A continuous-discontinuous deformation analysis method for research on the mechanical properties of coarse granular materials

Abstract

The mechanical properties of coarse granular materials play a crucial role in the safety of rockfill dams. From a mesoscopic viewpoint, the macroscopic mechanical properties of these materials are a result of the interactions between particles and the progression of particle breakage. Traditional continuum-based numerical methods struggle to accurately analyze the mechanical properties of coarse granular materials. Discontinuous deformation analysis (DDA) is a more suitable algorithm for studying these properties due to its significant benefits in block displacement mode and open-close iteration for contact handling. In this paper, a continuous-discontinuous deformation analysis method (CDDA) based on the conventional DDA is developed for the numerical investigation of coarse granular materials' mechanical properties. This method incorporates critical kinetic damping, multi-stageloading, stricter displacement convergence criteria and particle breakage simulation.

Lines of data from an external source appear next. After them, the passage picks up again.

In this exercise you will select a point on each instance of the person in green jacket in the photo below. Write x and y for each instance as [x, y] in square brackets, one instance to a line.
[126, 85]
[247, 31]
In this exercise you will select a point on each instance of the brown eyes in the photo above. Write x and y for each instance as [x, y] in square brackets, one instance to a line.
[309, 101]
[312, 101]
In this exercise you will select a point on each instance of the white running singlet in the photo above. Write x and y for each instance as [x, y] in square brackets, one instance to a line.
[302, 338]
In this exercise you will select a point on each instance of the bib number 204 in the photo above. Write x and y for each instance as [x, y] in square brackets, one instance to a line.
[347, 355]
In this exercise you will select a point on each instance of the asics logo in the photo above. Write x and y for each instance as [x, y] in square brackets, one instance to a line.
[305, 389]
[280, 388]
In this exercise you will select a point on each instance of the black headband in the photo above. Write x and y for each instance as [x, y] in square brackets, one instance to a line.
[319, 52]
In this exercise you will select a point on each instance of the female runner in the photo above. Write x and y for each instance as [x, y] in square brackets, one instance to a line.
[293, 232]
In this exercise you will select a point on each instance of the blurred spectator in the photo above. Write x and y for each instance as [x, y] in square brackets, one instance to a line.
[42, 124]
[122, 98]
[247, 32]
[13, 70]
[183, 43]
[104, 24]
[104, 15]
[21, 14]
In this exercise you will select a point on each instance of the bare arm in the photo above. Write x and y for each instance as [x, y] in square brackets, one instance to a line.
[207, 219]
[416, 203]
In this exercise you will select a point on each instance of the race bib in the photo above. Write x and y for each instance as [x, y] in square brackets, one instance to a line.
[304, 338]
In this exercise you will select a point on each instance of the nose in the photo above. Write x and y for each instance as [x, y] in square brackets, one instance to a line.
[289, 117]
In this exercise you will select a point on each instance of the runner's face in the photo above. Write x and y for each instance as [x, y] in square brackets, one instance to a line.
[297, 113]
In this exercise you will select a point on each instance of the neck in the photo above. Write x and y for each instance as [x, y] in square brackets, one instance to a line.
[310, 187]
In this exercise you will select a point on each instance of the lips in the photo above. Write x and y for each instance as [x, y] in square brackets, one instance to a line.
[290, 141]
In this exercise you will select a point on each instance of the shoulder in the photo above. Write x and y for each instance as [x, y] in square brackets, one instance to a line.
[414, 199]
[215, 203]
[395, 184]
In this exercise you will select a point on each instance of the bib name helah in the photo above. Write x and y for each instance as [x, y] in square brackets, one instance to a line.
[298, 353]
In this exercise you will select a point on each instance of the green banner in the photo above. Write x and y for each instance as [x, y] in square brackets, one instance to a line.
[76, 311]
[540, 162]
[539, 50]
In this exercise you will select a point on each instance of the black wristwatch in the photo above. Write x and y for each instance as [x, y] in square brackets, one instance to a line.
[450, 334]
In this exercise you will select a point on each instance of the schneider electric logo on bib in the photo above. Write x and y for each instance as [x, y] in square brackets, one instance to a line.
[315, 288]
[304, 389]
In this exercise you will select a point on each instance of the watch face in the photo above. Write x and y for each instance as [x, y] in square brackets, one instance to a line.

It can provide a comprehensive representation of deformation, particle breakage, force chain, shear zone, and stress–strain curve evolutions. The CDDA results are found to be consistent with indoor test results and can more effectively disclose the deformation and failure mechanism of coarse granular materials. Furthermore, CDDA is employed to examine the impacts of particle size and end friction, leading to valuable insights regarding these effects.